Clinical and non-clinical studies on the influence of GLURENORM on fertility are not available
Based on clinical trial data and post-marketing experience with GLURENORM the following side effects may occur with hypoglycaemia as most common side effect.
Blood and lymphatic system disorders: agranulocytosis, leucopenia, thrombocytopenia
Metabolism and nutrition disorders: hypoglycaemia, decreased appetite
Nervous system disorders: somnolence, dizziness, headache, paraesthesia
Eye disorders: accomodation disorders
Cardiac disorders: angina pectoris, extrasystoles
Vascular disorders: cardiovascular insufficiency, hypotension
Gastrointestinal disorders: diarrhoea, vomiting, abdominal discomfort, nausea, constipation, dry mouth
Hepato-biliary disorders: cholestasis
Skin and subcutaneous tissue disorders: rash, pruritus, Stevens-Johnson Syndrome, photosensivity reaction, urticaria
General disorders and administration site conditions: chest pain, fatigue
A number of drugs are known to influence glucose metabolism, possible interactions should therefore be taken into account by the physician.
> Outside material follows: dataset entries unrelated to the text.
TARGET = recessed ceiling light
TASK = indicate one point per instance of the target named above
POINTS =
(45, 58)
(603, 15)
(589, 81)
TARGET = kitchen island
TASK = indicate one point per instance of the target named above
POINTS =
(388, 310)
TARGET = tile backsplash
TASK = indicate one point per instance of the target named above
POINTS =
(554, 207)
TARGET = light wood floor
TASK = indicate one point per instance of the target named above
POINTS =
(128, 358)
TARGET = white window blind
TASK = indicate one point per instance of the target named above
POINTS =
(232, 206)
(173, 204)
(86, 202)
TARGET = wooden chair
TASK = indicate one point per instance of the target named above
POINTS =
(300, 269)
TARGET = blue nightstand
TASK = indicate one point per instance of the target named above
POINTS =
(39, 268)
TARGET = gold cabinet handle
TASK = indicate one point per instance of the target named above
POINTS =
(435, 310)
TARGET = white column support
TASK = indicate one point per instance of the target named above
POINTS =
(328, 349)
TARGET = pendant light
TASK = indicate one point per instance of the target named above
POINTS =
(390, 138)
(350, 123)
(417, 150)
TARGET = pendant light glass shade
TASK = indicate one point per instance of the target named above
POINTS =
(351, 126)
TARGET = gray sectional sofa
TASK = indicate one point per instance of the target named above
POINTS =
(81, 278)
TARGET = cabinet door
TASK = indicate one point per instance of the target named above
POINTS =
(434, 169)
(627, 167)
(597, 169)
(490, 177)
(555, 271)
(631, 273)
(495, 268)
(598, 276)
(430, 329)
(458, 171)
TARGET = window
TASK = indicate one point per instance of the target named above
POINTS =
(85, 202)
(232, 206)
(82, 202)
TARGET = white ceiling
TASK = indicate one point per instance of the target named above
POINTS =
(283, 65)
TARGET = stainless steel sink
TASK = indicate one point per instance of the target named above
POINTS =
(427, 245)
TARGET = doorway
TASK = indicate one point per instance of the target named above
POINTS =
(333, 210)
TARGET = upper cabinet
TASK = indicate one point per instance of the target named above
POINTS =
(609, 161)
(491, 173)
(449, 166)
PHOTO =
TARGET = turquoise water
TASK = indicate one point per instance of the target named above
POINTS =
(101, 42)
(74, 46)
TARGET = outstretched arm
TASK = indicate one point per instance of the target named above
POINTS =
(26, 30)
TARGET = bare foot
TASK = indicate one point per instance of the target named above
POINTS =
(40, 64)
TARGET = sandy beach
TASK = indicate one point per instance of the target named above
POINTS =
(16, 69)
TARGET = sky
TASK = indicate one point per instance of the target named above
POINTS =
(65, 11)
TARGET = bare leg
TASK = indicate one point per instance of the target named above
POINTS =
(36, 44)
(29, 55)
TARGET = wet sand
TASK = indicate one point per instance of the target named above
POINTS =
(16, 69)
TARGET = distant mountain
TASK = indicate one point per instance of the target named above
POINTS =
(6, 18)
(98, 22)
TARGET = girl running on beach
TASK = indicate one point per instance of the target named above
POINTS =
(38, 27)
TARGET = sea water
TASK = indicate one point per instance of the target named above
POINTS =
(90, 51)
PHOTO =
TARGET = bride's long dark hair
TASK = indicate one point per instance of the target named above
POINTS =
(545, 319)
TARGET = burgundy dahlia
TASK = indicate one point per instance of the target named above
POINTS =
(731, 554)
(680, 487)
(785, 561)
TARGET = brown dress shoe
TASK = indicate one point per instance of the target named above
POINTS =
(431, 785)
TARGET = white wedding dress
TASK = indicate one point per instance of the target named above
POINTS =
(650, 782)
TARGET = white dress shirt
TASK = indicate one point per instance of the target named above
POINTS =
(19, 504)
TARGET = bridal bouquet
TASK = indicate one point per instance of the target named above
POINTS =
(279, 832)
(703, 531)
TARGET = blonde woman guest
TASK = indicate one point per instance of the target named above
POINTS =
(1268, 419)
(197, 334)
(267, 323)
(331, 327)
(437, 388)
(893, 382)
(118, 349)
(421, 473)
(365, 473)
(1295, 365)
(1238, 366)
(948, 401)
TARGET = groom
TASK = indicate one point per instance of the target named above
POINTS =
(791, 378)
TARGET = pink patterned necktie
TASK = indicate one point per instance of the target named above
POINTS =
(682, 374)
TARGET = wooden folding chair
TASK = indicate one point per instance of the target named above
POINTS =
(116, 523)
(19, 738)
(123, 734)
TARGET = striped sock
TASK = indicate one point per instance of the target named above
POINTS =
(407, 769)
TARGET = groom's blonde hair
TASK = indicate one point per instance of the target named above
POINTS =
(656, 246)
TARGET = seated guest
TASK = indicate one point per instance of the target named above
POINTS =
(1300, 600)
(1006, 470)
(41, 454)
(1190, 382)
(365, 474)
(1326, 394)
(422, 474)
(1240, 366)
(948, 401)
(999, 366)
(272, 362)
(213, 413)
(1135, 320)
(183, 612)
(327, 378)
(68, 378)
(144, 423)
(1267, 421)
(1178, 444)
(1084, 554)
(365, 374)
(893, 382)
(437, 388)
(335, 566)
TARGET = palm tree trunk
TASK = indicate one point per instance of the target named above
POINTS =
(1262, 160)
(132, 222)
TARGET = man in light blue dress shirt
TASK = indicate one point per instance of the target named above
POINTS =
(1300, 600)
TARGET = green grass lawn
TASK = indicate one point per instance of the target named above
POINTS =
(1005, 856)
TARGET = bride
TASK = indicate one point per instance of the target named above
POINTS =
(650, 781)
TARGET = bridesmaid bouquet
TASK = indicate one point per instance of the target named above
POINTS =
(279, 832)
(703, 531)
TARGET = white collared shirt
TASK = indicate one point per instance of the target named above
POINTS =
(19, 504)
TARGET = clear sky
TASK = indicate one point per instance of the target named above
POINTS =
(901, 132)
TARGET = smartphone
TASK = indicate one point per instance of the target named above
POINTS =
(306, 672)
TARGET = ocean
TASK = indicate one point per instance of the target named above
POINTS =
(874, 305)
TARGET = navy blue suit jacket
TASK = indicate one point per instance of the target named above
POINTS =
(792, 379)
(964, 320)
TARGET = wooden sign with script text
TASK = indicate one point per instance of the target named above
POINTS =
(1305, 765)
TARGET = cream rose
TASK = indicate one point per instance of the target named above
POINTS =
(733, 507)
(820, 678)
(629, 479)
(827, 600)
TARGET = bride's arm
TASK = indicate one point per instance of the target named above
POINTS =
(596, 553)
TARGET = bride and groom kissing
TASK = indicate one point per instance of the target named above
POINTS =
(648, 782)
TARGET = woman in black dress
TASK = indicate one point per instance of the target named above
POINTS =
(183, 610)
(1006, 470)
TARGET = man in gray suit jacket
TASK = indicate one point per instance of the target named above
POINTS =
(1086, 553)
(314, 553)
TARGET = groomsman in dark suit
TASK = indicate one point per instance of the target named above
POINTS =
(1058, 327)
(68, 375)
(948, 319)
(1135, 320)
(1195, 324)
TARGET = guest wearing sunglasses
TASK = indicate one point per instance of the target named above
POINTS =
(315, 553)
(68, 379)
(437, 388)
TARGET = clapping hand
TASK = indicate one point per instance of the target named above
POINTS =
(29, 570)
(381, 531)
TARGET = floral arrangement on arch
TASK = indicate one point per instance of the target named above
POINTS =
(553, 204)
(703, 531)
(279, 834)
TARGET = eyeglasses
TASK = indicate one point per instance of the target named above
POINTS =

Pharmacokinetic and pharmacodynamic drug-drug interactions with GLURENORM may alter the blood glucose lowering effect. Sulfonylureas are extensively bound to plasma proteins and therefore can be displaced by co-medications also exhibiting high protein binding.
The concomitant use of the following substances may increase the hypoglycaemic effect of GLURENORM: ACE inhibitors, allopurinol, analgesics and nonsteroidal antiphlogistics, antifungals, chloramphenicol, clarithromycin, clofibrate, coumarin anticoagulants, fluoroquinolones, heparin, MAO inhibitors, sulfinpyrazone, sulfonamides, tetracyclines and tricyclic antidepressants, cyclophosphamide and derivatives, insulin and other oral antidiabetics with and without intrinsic risk of hypoglycaemia.
Beta-receptor blocking agents, other sympatholytics (including clonidine), reserpine and guanethidine may possibly enhance the hypoglycaemic effect and also mask symptoms of hypoglycaemia.
The concomitant use of the following substances may reduce the hypoglycaemic effect of GLURENORM: aminoglutethimide, corticosteroids, diazoxide, oral contraceptives, sympathomimetics, rifamycins, thiazide and loop diuretics, thyroid hormones, glucagon, phenothiazines and nicotinic acid.
Store below 30°C.
Store in a safe place, out of the reach of children.
A10BB08 - gliquidone ; Belongs to the class of sulfonylureas. Used in the treatment of diabetes.